Born in 1943 in Haa District of western Bhutan, H.E. Mr. Chenkyab Dorji graduated in Forestry from Dehradun, India in 1963. He then completed his master's in forestry science from Forestry Research Institute, Dehradun in 1967. Subsequently, he had undertaken training at various world-renowned institutions, including the Swiss Technical Institute in Zurich, Switzerland, and the Wood Technology and Transport in Austria. He is a pioneer forester.

===Political life===

Mr. Dorji joined the civil service of Bhutan in 1961 in the Department of Forests and later served as the first Director until 1984. From 1983 to 1985 he served as Director of the Board of International Center for Integrated Mountain Development (ICIMOD), which is located in Kathmandu, Nepal.

In 1984, he was appointed as the Joint Secretary of the Department of Trade, Commerce, and Industry and Mines of Bhutan. A year later, he was promoted to Secretary of the Ministry of Trade, Industries and Forests. In 1986, he served both as the Secretary, National Planning Commission and Secretary, Department of Agriculture.

He held the office of the Vice-chairman and Deputy Minister of Planning Commission (independent charge) during the period of 1988-1991. He was then elevated to the post of Cabinet Minister for Planning and served as its Chairman from 1991 through 1998. He also served as Chairman of the National Environment Commission from 1992 to 1998. During his Chairmanship of above Commissions, two key documents were prepared and published i.e. Bhutan 2020 – A vision for peace, prosperity and happiness 1996, and the Middle Path – National Environment Strategy for Bhutan.

==Recognition==

Mr. Dorji also served as Member of several key institutions of Royal Government of Bhutan. He was conferred a number of awards in recognition of his outstanding contributions during his career.

Prior to joining the SAARC Secretariat, Mr. Dorji served as Bhutan’s first resident Ambassador to Thailand at the Royal Bhutanese Embassy in Bangkok. He was concurrently accredited as Ambassador to Singapore, Australia and was also responsible for Bhutan’s relations with other South East Asian Countries.

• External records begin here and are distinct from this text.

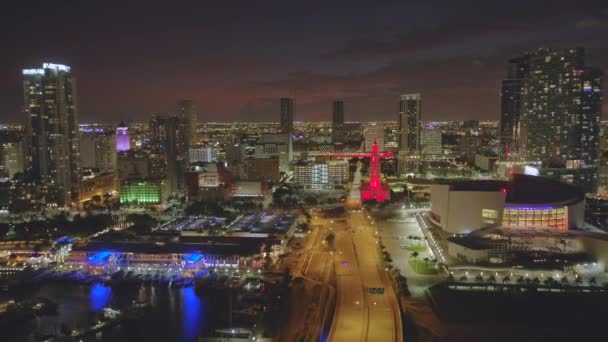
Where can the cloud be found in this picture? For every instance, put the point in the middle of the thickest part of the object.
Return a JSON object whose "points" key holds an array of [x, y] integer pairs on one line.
{"points": [[592, 23], [468, 24]]}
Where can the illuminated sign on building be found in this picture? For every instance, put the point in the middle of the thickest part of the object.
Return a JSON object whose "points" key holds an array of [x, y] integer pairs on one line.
{"points": [[123, 140], [531, 171], [33, 71], [57, 67]]}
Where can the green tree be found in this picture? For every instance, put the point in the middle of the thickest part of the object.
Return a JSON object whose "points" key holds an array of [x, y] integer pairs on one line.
{"points": [[415, 256]]}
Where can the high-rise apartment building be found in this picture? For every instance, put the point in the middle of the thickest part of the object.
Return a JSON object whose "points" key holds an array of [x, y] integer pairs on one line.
{"points": [[409, 123], [52, 145], [409, 128], [337, 122], [511, 104], [561, 107], [287, 115], [169, 147], [374, 134], [187, 111], [98, 150], [123, 139], [430, 142]]}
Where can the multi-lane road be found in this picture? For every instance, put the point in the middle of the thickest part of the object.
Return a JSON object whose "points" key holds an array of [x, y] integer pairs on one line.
{"points": [[361, 315]]}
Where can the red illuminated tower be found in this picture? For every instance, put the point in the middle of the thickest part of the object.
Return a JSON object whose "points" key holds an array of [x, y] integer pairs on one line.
{"points": [[375, 189]]}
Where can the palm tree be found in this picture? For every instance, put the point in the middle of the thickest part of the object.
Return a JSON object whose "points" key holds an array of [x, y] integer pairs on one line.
{"points": [[450, 278], [415, 256]]}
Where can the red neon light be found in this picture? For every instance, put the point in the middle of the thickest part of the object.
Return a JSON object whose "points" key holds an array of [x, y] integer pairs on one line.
{"points": [[375, 189]]}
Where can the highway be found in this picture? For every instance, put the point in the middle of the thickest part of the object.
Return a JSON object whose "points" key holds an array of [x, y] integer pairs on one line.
{"points": [[360, 315]]}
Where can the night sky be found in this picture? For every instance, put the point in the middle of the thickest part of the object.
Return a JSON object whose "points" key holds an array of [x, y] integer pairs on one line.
{"points": [[236, 58]]}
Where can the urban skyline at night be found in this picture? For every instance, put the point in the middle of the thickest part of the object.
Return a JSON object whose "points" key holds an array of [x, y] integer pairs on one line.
{"points": [[380, 171], [237, 71]]}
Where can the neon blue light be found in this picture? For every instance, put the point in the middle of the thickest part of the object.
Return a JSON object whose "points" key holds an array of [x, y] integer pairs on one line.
{"points": [[193, 260], [100, 259], [193, 314], [530, 208], [99, 297], [193, 257]]}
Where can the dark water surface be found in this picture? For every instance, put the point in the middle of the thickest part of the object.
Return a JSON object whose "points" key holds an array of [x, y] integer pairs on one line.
{"points": [[173, 314]]}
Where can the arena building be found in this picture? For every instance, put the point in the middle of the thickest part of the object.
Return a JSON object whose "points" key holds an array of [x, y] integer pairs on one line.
{"points": [[461, 207]]}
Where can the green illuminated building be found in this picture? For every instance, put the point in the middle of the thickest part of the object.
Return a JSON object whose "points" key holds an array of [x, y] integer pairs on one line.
{"points": [[141, 192]]}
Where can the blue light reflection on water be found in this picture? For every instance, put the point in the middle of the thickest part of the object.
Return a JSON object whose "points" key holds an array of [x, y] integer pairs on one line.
{"points": [[99, 297], [193, 309]]}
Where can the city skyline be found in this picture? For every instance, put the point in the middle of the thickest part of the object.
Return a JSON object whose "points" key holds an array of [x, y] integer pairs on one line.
{"points": [[233, 75]]}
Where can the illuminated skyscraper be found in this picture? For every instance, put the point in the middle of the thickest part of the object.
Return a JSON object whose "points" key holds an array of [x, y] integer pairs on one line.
{"points": [[187, 111], [286, 115], [409, 123], [511, 104], [562, 100], [123, 140], [52, 147], [409, 133], [337, 126]]}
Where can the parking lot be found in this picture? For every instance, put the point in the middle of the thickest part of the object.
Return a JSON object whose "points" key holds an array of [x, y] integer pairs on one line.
{"points": [[264, 222]]}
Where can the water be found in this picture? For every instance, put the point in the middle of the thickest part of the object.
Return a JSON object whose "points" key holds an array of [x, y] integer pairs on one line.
{"points": [[174, 314]]}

Dorji has to his credit two titles published i.e. The National Forest Policy (1974), and The Bhutan Forest Act (1969).

==Achievements==

Dorji was the first Secretary General of SAARC who comes from Bhutan. It may be added that during the first cycle, Bhutan did not nominate a dignitary for the same position.

== Honours ==
- Bhutan :
  - The Royal Red Scarf (1975).
  - The Royal Orange Scarf (1991).
  - Member of the Royal Order of Bhutan (17 December 2017).